WASHINGTON (CN) – It will likely be two weeks before the Senate Judiciary Committee takes up a bipartisan bill to protect Special Counsel Robert Mueller from being fired without good cause, as committee members need time to review the legislation and any potential additions.
The bill, which Sens. Thom Tillis, R-N.C., Lindsey Graham, R-S.C., Chris Coons, D-Del., and Cory Booker, D-N.J., announced Wednesday would give a special counsel 10 days to challenge his or her firing before a court.
The law also makes it so a special counsel can only be removed for good cause and requires a Justice Department official to explain the reasoning behind the decision in writing.
The bill initially began as two competing pieces of legislation and legal experts at a hearing last year expressed concerns that neither would pass constitutional muster. Speaking at a Judiciary Committee business meeting Thursday, Tillis said the sponsors of the bills have been in talks for months about how to merge their proposals and erase their constitutional doubts.
Tillis explained he is not concerned that President Donald Trump is going to fire Mueller any time soon, but that the bill is nonetheless necessary.
“Some people want to portray what we’re doing as some sort of quick action to prevent removal of the special counsel because his termination is imminent, I don’t believe that,” Tillis said Thursday. “I believe in my heart of hearts the president doesn’t intend to remove the special counsel. But what I do believe is this is a policy that will have enduring value. It will mean any future president will be subject to the same sort of standard.”
Sen. Chuck Grassley, the Iowa Republican who chairs the Senate Judiciary Committee, initially aimed to bring the bill up for consideration during the panel’s business meeting on Thursday, but California Sen. Dianne Feinstein, the top Democrat on the Committee, convinced him to push the bill until next week to give senators more time to evaluate it.
Grassley said the new bill is better than either of its predecessors, but that some Republicans on the committee still have reservations about it. Because any member of the committee can ask to delay consideration of a bill for a week, Grassley said it is unlikely to come before the panel for two weeks.

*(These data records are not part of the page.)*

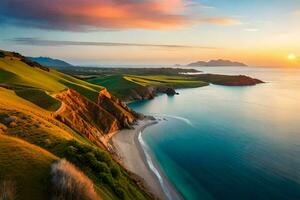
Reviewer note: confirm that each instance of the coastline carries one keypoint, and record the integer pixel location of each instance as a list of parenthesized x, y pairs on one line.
[(134, 155)]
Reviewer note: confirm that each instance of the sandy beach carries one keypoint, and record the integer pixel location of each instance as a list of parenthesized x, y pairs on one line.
[(133, 157)]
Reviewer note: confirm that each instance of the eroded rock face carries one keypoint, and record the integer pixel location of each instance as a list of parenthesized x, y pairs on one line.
[(149, 92), (94, 120)]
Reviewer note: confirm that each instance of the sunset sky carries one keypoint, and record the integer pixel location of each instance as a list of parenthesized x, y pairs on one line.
[(91, 32)]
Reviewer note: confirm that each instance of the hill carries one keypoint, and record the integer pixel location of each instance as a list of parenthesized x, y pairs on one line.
[(50, 62), (47, 116), (216, 63), (131, 84)]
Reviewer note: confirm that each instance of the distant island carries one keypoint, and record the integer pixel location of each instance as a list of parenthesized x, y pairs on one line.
[(50, 62), (216, 63)]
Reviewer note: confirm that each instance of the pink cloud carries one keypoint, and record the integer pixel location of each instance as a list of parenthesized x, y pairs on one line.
[(82, 15), (85, 14)]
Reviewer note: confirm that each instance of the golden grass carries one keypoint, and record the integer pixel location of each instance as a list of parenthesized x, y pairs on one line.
[(68, 182), (28, 165)]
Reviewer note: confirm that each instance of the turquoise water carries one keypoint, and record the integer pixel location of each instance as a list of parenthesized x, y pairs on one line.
[(230, 143)]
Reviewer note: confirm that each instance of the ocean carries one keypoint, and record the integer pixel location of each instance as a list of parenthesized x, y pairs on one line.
[(230, 143)]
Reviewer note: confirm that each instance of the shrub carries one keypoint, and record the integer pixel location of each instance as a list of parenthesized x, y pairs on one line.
[(69, 183), (7, 190)]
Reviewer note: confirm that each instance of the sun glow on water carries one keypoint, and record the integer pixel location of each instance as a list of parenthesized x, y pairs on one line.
[(292, 57)]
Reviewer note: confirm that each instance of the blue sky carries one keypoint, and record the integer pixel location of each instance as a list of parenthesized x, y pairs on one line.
[(256, 32)]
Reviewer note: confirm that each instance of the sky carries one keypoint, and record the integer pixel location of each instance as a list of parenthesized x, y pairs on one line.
[(154, 32)]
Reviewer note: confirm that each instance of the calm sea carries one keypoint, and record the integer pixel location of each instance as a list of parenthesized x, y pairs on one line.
[(230, 143)]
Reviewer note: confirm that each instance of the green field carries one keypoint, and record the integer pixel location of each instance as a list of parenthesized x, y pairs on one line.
[(121, 85), (31, 139), (40, 98), (19, 75)]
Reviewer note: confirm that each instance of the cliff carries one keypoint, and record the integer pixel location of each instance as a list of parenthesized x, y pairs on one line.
[(148, 92), (97, 121)]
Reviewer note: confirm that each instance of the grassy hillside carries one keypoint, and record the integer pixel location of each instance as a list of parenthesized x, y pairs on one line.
[(31, 139), (120, 85), (25, 166), (19, 75)]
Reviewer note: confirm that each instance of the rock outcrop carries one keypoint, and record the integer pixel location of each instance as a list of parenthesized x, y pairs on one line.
[(96, 120), (149, 92)]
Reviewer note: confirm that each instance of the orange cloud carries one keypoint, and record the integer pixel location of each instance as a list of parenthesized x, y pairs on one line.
[(224, 21), (82, 15), (90, 14)]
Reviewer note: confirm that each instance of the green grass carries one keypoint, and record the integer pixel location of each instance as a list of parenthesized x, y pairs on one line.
[(27, 166), (38, 131), (115, 84), (121, 85), (40, 98), (16, 73)]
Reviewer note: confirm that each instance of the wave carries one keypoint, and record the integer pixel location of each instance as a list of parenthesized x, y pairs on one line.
[(153, 168), (187, 121)]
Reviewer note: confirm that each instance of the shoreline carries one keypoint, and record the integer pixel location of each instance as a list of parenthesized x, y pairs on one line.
[(134, 155)]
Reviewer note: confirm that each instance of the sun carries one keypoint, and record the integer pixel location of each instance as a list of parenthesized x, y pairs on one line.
[(292, 57)]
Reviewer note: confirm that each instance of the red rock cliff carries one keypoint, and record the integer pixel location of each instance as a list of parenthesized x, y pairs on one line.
[(97, 121)]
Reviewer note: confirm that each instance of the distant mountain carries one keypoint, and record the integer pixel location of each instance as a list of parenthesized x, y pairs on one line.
[(214, 63), (50, 62)]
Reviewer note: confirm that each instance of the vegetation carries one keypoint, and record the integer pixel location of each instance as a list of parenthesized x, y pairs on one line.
[(68, 183), (8, 190), (40, 98), (27, 165), (122, 85), (16, 73), (41, 141), (103, 170)]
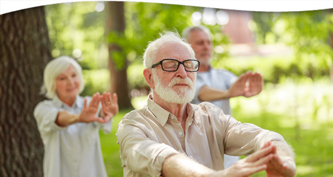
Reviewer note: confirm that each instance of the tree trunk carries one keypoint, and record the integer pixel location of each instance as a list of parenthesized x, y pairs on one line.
[(24, 52), (118, 76)]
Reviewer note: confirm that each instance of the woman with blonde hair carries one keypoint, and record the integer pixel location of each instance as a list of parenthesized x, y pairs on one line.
[(69, 124)]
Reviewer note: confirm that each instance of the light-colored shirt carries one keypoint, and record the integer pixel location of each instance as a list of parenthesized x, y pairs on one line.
[(218, 79), (148, 136), (72, 151), (222, 80)]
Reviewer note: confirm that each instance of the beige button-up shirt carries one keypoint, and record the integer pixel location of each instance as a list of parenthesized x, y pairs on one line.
[(147, 136)]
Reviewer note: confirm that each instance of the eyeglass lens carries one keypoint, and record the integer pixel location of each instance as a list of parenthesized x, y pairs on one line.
[(172, 65)]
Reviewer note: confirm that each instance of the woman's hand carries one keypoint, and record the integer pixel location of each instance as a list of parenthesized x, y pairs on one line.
[(88, 113), (109, 106)]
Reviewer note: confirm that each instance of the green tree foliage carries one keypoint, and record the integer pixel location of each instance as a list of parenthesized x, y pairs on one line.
[(308, 33)]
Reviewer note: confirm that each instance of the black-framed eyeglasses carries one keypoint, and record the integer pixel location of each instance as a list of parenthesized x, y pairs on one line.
[(171, 65)]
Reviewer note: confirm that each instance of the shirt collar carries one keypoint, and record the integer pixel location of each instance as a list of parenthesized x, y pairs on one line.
[(163, 115), (77, 103)]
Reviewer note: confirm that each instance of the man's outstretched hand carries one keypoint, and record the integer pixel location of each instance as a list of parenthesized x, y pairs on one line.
[(248, 84)]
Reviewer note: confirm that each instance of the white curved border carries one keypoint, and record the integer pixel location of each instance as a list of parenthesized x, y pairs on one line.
[(7, 6)]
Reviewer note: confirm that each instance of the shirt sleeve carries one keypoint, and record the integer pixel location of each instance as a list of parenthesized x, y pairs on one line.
[(198, 85), (238, 138), (139, 153), (45, 114)]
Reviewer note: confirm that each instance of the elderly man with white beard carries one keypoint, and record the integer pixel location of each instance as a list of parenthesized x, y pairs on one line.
[(171, 137)]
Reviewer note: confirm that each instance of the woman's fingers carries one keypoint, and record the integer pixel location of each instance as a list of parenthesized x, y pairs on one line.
[(115, 98), (85, 103)]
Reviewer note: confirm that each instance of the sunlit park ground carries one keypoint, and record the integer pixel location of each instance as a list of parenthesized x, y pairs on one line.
[(303, 114)]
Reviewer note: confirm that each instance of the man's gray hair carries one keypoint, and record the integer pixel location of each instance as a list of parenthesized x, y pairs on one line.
[(53, 69), (188, 30), (149, 55)]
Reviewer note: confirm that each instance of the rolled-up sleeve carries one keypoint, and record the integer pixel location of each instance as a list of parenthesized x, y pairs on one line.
[(139, 153), (46, 114), (236, 138), (245, 138)]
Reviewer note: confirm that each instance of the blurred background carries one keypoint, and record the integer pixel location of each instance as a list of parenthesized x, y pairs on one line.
[(292, 51)]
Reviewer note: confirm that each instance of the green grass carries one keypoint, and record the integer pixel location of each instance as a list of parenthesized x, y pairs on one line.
[(312, 140)]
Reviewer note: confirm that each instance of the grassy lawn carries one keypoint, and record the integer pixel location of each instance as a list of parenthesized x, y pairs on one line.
[(312, 140)]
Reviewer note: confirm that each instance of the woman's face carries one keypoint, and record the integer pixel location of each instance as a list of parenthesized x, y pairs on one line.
[(68, 84)]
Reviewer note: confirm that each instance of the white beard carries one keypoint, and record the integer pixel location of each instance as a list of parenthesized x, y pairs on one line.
[(181, 96)]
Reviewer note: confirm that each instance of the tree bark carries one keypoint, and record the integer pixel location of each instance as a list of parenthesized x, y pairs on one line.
[(118, 76), (24, 52)]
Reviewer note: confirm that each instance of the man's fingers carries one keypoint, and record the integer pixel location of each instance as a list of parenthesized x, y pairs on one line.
[(85, 103), (115, 98), (98, 120), (94, 101), (260, 154), (255, 169)]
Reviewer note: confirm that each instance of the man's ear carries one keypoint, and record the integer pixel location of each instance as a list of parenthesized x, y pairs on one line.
[(149, 77)]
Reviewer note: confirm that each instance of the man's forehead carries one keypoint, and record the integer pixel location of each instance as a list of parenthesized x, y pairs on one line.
[(172, 50), (198, 34)]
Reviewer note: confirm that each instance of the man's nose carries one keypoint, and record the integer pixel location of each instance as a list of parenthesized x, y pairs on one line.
[(70, 81), (181, 72)]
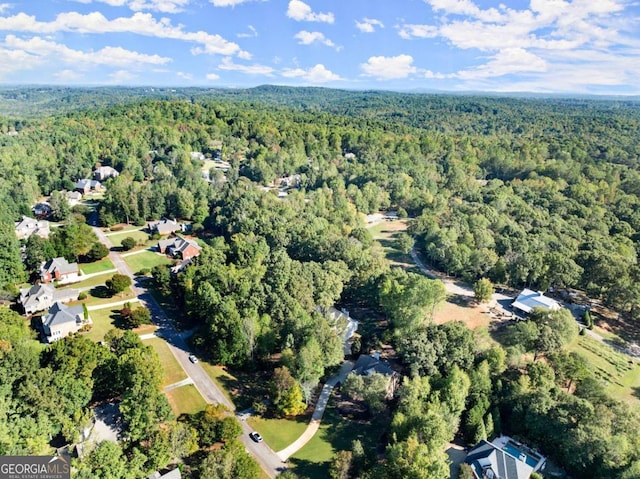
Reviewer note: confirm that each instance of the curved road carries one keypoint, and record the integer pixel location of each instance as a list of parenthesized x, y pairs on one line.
[(268, 460)]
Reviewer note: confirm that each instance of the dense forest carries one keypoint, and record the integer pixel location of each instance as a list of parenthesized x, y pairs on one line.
[(533, 193)]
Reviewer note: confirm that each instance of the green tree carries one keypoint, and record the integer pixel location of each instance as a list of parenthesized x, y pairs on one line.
[(483, 290), (118, 283)]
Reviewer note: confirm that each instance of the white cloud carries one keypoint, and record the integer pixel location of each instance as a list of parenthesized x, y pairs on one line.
[(228, 3), (255, 69), (300, 11), (252, 29), (409, 31), (368, 25), (505, 62), (307, 38), (139, 23), (164, 6), (121, 77), (68, 76), (108, 56), (316, 74), (389, 68)]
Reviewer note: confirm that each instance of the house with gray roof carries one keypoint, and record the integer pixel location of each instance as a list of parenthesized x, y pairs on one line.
[(179, 247), (42, 296), (62, 320), (367, 365), (87, 185), (59, 269), (104, 172), (166, 226), (31, 226), (503, 459), (528, 300)]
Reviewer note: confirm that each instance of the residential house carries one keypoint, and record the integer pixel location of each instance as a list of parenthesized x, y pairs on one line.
[(86, 186), (42, 296), (42, 209), (367, 365), (31, 226), (174, 474), (74, 197), (503, 458), (179, 247), (59, 269), (166, 226), (528, 299), (104, 172), (61, 321)]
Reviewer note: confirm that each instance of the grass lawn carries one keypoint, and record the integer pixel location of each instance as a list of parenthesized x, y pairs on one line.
[(109, 318), (221, 377), (97, 266), (618, 372), (138, 235), (185, 400), (279, 433), (336, 433), (93, 281), (145, 260), (173, 372)]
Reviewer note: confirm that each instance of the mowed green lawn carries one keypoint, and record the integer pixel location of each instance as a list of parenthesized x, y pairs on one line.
[(145, 260), (173, 371), (109, 318), (185, 400), (97, 266), (138, 235), (335, 434), (279, 433), (619, 373)]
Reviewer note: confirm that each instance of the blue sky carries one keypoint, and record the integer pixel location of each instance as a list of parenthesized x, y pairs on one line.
[(546, 46)]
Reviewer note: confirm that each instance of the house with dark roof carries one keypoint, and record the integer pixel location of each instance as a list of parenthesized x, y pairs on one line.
[(62, 320), (503, 458), (179, 247), (166, 226), (31, 226), (367, 365), (104, 172), (86, 185), (41, 296), (59, 269), (527, 300)]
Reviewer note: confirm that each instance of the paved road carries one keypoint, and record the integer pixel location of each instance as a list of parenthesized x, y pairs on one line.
[(318, 412), (268, 460)]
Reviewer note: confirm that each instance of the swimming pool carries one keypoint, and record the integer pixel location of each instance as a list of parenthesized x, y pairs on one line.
[(513, 450)]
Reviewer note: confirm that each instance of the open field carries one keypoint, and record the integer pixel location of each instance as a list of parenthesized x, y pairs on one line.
[(185, 400), (618, 372), (335, 433), (221, 377), (145, 260), (97, 267), (138, 235), (109, 318), (172, 369), (279, 433)]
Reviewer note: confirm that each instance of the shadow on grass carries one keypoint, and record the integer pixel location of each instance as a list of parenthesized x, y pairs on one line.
[(101, 292)]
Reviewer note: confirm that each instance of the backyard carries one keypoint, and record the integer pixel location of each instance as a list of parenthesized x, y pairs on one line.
[(145, 260)]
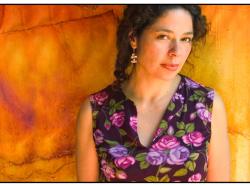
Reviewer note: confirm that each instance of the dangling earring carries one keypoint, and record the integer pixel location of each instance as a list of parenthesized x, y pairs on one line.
[(133, 58)]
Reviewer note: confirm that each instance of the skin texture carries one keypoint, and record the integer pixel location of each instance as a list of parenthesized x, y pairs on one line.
[(167, 41)]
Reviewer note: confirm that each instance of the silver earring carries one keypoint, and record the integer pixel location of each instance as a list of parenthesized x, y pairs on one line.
[(133, 58)]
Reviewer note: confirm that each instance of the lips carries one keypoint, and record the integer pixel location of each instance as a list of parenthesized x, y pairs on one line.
[(170, 67)]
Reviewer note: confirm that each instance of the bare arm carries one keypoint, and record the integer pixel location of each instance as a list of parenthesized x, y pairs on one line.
[(218, 152), (87, 161)]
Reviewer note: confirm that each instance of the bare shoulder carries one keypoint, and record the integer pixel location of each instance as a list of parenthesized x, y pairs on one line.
[(219, 117), (84, 114), (218, 102)]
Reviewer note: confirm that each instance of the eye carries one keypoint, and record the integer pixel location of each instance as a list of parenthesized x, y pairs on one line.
[(187, 39), (163, 37)]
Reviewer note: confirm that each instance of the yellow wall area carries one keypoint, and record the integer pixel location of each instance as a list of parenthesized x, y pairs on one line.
[(52, 57)]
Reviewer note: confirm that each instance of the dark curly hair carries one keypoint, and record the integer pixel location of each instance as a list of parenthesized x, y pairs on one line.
[(136, 18)]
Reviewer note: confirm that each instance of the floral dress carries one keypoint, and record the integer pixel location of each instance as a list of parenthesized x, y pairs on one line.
[(179, 149)]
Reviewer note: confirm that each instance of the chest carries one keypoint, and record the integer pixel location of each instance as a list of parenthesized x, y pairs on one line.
[(149, 119)]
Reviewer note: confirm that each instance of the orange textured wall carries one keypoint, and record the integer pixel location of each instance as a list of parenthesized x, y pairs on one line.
[(51, 57)]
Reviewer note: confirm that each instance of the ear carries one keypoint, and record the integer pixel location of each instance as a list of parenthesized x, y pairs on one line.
[(133, 40)]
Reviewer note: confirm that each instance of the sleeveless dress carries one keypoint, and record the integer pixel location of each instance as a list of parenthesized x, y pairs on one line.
[(179, 149)]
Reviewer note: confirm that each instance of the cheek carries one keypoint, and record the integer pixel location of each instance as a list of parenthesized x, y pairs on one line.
[(186, 51)]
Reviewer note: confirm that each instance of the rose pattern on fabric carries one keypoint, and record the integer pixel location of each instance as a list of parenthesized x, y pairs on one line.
[(170, 130), (98, 136), (178, 155), (156, 157), (204, 114), (121, 175), (195, 138), (124, 162), (178, 96), (195, 178), (117, 119), (133, 123), (118, 151), (191, 84), (107, 170), (99, 98), (166, 142), (178, 151), (210, 95)]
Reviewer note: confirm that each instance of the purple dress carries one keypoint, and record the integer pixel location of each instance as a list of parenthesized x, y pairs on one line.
[(178, 151)]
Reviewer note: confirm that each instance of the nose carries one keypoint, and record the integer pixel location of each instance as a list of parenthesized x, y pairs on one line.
[(173, 48)]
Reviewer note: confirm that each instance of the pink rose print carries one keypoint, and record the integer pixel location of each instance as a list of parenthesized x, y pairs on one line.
[(99, 98), (133, 123), (204, 114), (166, 142), (200, 106), (195, 138), (117, 119), (121, 175), (124, 162), (107, 170), (98, 135), (195, 178)]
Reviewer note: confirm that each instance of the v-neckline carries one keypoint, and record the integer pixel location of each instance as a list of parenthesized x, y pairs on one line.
[(135, 114)]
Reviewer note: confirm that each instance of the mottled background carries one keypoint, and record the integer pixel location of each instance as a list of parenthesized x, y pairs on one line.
[(52, 56)]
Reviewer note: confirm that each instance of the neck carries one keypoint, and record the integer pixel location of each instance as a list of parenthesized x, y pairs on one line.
[(149, 90)]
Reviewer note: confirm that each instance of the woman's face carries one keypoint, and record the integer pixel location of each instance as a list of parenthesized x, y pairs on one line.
[(165, 45)]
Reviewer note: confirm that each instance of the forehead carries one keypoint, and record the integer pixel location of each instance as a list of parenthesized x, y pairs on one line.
[(177, 20)]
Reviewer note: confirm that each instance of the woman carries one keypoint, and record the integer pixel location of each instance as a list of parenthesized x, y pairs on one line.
[(152, 123)]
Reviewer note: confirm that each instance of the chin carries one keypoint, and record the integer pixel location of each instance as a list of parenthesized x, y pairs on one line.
[(167, 77)]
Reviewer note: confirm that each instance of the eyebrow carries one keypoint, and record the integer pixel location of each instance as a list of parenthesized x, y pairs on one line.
[(170, 31)]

Democrats have also raised concerns about a rumored amendment to the bill that would increase the Justice Department’s reporting to Congress on the special counsel’s investigation. The New York Times reported Wednesday that Grassley is considering offering the amendment to require the Justice Department to report to Congress each time the scope of the special counsel’s investigation changes or if the special counsel is fired.
Sen. Richard Blumenthal, D-Conn., told reporters he has not yet seen the text of the amendment and that he is not necessarily against additional reporting requirements, so long as they do not interfere with the bill’s core purpose of protecting Mueller from being fired without good cause.
“Any report requirement, any notice mandate should be no substitute for an enforceable protection for the special counsel,” Blumenthal told reporters Thursday. “If they are simply surplusage, if they are in addition to enforceability, that’s fine. But there should be no language that in effect compromises a court order that would protect the special counsel.”